The phrase,’ vocal for local’ has actually struck a chord. The only thing is that the Indian consumer doesn’t really know what a local brand is and what a foreign brand is. I think now they have started to recognize that some brands are Chinese, but they don’t know for instance that Unilever is not a local brand, but it is as Indian it can be. A brand that actually appeals to, your ethnic origins will do well, Amul for instance, is a classic example.
I think I also have to caveat this by saying that Indian consumers are not likely to pay more for a brand that is local. That local has to be handled a little carefully. One is the awareness of what is local, the other is the value that they see in local may not translate into premium pricing.
Some brands have fallen off the radar in this crisis due to supply issues, how will they build back the trust with their consumers?
They will have to start being more visible. They have lost connection with the consumer and that consumer has probably moved on or they are not using the category or moved away from that brand. Some of the larger brands will find it easier to come back. For the smaller brands it will be almost like a rebuild strategy, and we would recommend to them, what we all learn in marketing 101, and in BrandZ this is the philosophy we follow. BRANDZ will advise clients to build a meaningful difference and communicate it so that the brand is salient. Meaningful, Different, Salient is what we will recommend.
Role of sustainability, shift of brands potential from individual to societal, in the Indian context?
Trust has always been a very important factor, now it has become even more important, but the nuancing of trust has changed. What has happened is that earlier trust was about being an expert or about corporate responsibility, etc. The Tata’s are trusted because they look after their employees, they look after the environment, they have high integrity.
Now, trust is of course about integrity, it is also about inclusion, i.e. treating everyone with respect and as an equal, it is about being open and honest and caring for your customer. An important part of that is that being responsible has risen in importance from over a decade ago, which is, environmental responsibility, responsibility towards the society and responsibility that also implies that you have to treat everybody fairly and treat your employees well.

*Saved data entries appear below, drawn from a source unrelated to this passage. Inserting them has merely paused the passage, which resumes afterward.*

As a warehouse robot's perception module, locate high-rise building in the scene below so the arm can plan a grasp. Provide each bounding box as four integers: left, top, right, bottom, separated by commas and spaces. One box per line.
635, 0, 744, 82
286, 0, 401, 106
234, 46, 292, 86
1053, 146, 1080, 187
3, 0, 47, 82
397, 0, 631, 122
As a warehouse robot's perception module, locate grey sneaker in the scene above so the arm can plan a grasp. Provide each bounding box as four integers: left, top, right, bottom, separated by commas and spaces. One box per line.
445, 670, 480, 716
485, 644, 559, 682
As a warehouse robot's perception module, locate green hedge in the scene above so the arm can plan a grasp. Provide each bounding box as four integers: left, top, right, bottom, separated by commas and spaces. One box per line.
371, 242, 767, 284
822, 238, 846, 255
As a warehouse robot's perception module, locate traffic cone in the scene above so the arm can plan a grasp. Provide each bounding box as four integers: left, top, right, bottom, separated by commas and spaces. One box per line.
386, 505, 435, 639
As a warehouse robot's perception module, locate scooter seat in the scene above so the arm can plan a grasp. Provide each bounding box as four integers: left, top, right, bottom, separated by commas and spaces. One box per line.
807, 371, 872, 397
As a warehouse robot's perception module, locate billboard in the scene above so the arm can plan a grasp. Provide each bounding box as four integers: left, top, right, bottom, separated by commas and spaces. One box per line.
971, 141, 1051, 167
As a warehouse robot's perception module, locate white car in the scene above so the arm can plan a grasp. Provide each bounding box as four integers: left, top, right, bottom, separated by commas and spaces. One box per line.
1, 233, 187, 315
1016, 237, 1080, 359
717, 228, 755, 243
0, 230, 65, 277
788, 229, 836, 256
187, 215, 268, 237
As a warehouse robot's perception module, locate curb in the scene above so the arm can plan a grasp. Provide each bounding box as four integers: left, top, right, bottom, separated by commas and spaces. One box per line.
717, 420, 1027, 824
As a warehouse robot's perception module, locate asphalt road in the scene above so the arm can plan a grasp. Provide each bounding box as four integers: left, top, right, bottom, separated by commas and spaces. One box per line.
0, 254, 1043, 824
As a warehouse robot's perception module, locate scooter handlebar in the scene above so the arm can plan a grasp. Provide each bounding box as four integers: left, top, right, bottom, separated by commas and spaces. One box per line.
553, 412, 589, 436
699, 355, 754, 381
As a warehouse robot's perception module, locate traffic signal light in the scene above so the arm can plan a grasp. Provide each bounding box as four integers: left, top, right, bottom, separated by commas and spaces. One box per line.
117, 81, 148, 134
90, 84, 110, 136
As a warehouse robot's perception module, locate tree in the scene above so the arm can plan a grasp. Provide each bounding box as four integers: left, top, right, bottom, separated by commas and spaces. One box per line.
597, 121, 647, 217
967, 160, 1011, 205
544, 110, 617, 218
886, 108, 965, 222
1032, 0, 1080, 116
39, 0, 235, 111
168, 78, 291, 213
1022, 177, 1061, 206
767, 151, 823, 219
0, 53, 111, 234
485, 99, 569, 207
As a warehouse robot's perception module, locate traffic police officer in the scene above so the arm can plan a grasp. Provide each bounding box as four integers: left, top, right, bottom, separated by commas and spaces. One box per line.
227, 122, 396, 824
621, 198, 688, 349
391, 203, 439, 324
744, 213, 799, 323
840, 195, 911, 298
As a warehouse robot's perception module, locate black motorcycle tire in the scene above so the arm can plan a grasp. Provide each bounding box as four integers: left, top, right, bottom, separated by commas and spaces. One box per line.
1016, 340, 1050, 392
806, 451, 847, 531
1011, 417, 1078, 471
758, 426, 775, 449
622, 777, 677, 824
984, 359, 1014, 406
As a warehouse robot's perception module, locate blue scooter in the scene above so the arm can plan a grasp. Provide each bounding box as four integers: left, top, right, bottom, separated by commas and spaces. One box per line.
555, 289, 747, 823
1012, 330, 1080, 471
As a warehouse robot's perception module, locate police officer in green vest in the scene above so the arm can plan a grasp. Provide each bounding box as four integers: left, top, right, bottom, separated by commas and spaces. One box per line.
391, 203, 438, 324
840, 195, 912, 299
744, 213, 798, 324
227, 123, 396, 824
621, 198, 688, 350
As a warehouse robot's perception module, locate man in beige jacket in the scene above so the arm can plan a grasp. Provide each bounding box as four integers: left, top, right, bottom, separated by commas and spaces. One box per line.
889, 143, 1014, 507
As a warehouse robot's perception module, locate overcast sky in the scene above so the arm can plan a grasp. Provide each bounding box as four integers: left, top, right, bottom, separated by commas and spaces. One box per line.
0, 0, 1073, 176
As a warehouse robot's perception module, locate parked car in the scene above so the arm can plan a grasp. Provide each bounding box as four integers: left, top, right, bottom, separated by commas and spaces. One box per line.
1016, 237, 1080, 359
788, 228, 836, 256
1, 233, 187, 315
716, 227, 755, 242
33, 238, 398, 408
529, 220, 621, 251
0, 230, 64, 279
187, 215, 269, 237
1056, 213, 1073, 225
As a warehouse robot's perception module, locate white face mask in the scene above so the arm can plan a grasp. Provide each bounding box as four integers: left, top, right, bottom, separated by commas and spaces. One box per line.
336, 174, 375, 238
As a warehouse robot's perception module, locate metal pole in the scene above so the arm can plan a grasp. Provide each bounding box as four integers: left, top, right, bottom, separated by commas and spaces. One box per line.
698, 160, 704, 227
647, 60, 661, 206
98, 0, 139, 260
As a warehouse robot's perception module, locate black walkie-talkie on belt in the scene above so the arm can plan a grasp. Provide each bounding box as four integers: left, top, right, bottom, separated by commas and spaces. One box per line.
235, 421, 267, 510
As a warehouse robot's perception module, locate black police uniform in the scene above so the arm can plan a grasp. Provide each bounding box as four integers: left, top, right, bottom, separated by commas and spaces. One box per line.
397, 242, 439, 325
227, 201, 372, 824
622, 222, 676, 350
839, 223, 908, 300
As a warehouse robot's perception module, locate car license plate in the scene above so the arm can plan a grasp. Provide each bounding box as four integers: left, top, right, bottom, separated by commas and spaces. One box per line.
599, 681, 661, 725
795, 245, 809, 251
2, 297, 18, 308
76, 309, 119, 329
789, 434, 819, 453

For a corporate or for a brand it is not enough to provide your shareholder value. You also have to look after the community and look after your various stakeholders. Brands have to demonstrate that and various brands have been doing it for instance, in our BrandZ list Castrol has demonstrated environmental responsibility, Tata salt shows social responsibility and the Tatas and Maruti Suzuki also show employee responsibility, they have schools, housing for employees, and health care. It was always happening and the only thing is that the pandemic has kind of aggressively aggravated this.
Do you see a spurt of local E- commerce ventures in India now?
I think that was happening and it continues, what we are seeing now is a lot more of this. Local, small entrepreneurial ventures, they use digital and ecommerce as a means to order, route to distribution and to reach out. In this pandemic we are seeing many home cooks, who are offering services online.
Don’t really know if it is ecommerce but a host of online platforms for yoga, gym trainers, beauty tutorials and many more, all the things that you used to do in a physical world which is not viable any longer, is now online. Entrepreneurs setting up a venture, are very astute, they have payment gateways for ordering online. Many online ventures get you fresh produce from the farm directly to you by cutting out the middlemen etc. Antra the Tata venture is all about preserving our handloom heritage by ordering directly from the weaver.